И вдруг она остановилась и взяла его за рукав:

— Слышишь?

— Что это?

Где-то впереди звенели колокольчики. Все отчетливее слышен храп лошадей и приглушенный дробный стук копыт.

На бугор вылетела тройка. За ней вторая, третья… Кони напористо перли по сугробам. Сытые, сильные кони, прежде таких в этих краях не было.

В санях раскрасневшиеся мужики, женщины в цветастых, ярких платках. Какой-то рыжий парень в распахнутом на груди полушубке растягивал мехи гармошки. Женщины пели, визжали, смеялись.

Шорников и Елена отступили в сторону с дороги, уступая путь тройке, и она проскочила мимо, но вдруг остановилась.

— А сыночек же ты мой миленький! — услыхал он голос матери.

Молодые женщины с обветренными губами целуют его. Лица у них знакомые и незнакомые — залуженские. Заодно целуют и Елену. Кто-то воскликнул:

— Горожаночка!

Мать в черном мужском полушубке, в валенках с галошами, на голове у нее старинный платок с большими розовыми цветами и бахромой — длинные кисти. Такие платки почему-то в деревне называли цыганскими. Их покупали обычно невесте к свадьбе и носили потом только по праздникам, а так хранили в сундуках.

Мать приникает к нему, плачет:

— Сыночек…

— Поехали!

Елену и Шорникова посадили рядом с женихом и невестой.

— Э-эх!

И замелькали поляны, березовые белые рощи, взгорки в молодом сосняке. Звенят колокольчики, снег летит из-под копыт.

— Племянница твоя замуж выходит. Троюродная, разве ты не помнишь ее? — говорит мать.

— А жених кто?

— Чужой. Недавно из армии вернулся.

Жених укутывает невесту потеплее, что-то шепчет ей, глядя на Шорникова и Елену.

Кони несли их теперь в обратную сторону, снова к станции. Надрывалась гармошка, крепкие мужские голоса несколько раз пытались затянуть: «Всю-то я вселенную проехал…»

Гармонист, рыжий парень с расстегнутым воротом и в солдатской шапке, подмигнул матери Шорникова:

— Затянула бы ты, Степановна.

— А ты подыграй, так и затяну. — И она запела: — «Эх, потеряла я колечко, потеряла я любовь…»

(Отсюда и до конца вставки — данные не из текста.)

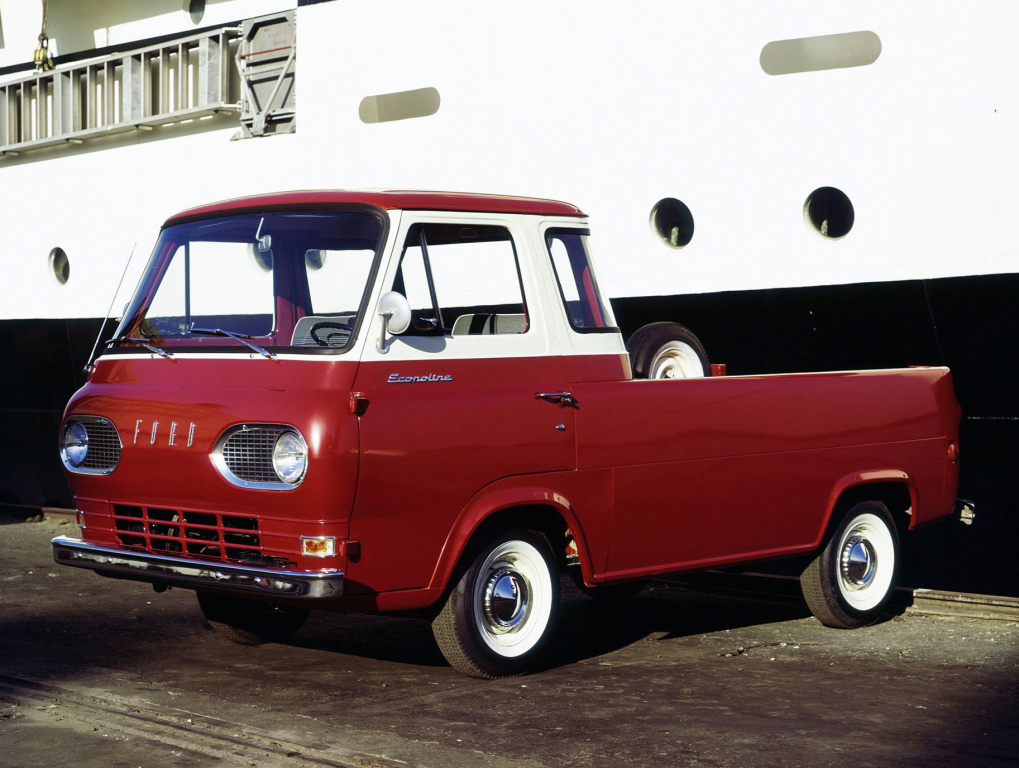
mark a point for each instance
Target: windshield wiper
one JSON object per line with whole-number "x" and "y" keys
{"x": 236, "y": 337}
{"x": 144, "y": 342}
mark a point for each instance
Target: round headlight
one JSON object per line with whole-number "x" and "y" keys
{"x": 75, "y": 443}
{"x": 289, "y": 457}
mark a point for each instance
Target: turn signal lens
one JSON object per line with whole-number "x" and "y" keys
{"x": 320, "y": 546}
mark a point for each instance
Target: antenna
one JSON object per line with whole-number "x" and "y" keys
{"x": 89, "y": 368}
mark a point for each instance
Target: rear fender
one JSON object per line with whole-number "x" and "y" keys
{"x": 858, "y": 481}
{"x": 519, "y": 492}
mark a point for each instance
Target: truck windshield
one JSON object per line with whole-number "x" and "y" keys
{"x": 292, "y": 278}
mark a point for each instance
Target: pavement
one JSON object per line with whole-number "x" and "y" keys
{"x": 683, "y": 675}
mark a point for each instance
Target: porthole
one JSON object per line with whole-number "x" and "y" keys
{"x": 59, "y": 265}
{"x": 673, "y": 222}
{"x": 196, "y": 8}
{"x": 829, "y": 212}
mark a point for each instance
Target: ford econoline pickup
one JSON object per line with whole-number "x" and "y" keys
{"x": 419, "y": 403}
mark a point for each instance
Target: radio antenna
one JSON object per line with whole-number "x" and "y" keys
{"x": 89, "y": 368}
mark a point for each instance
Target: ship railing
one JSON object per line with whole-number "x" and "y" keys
{"x": 186, "y": 78}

Песню эту, бывало, женщины пели на жнивье или когда пололи лен, и у нее был очень лихой припев, но сейчас она получалась нежной, почти грустной.

— Что-то ты по городскому начала пищать, еле тянешь, Степановна, — сказал гармонист.

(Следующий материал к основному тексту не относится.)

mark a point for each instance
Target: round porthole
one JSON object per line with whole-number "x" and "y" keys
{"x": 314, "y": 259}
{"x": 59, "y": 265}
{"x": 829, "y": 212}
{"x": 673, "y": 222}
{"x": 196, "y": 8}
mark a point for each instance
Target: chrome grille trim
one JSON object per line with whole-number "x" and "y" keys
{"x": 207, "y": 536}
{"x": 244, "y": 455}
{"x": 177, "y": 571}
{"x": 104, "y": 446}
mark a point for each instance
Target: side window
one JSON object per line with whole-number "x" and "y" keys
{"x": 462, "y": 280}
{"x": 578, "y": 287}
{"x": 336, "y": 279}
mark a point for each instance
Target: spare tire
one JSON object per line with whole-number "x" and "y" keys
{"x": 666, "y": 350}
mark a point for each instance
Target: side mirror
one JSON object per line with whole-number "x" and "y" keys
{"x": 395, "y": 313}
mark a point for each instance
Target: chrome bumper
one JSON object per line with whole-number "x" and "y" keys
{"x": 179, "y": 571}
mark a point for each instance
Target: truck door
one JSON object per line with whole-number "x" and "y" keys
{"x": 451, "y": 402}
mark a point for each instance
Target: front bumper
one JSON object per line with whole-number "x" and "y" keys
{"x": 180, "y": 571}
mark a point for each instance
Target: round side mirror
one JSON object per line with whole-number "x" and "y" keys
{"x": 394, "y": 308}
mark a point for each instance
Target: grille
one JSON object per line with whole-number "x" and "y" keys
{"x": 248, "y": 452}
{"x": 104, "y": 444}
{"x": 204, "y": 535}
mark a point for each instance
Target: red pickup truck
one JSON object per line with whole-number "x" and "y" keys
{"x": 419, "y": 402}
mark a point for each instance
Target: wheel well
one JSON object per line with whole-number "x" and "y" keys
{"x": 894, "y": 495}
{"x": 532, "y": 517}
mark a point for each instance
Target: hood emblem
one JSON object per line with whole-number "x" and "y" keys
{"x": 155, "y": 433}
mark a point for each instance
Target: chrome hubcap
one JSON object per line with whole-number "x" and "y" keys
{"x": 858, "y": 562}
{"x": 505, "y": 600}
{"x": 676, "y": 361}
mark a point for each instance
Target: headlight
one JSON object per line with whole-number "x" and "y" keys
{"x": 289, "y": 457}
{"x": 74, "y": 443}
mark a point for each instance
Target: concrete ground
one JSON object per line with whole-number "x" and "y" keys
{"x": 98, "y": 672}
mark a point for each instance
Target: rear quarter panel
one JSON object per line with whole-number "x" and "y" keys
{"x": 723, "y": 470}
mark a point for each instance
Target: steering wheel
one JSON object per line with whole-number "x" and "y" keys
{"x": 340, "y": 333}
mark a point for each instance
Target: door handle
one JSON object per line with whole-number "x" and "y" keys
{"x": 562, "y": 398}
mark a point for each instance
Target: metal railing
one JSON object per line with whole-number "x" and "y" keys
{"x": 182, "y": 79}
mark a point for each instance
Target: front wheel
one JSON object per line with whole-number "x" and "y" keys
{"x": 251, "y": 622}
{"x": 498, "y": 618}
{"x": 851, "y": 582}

Соседка шлепнула его рукавицей по губам.

Шорников обратил внимание на ее лицо — оно было бы, наверное, очень красивое, если бы не портили накрашенные губы. Краска разводами расползлась.

Женщины умеют чувствовать мужской взгляд, она достала платок и зеркало, стерла помаду. Гармонист воскликнул:

— Вот теперь другое дело! И поцеловать можно.

— Еще чего захотел!

Но видно было, что женщина симпатизировала гармонисту.

— Жаль, не лето! — говорит мать Шорникову. — На машинах бы свадьбу справляли. Когда я выходила замуж за твоего отца, меня везли на сорока подводах. Как царицу! Вся округа на свадьбе гуляла.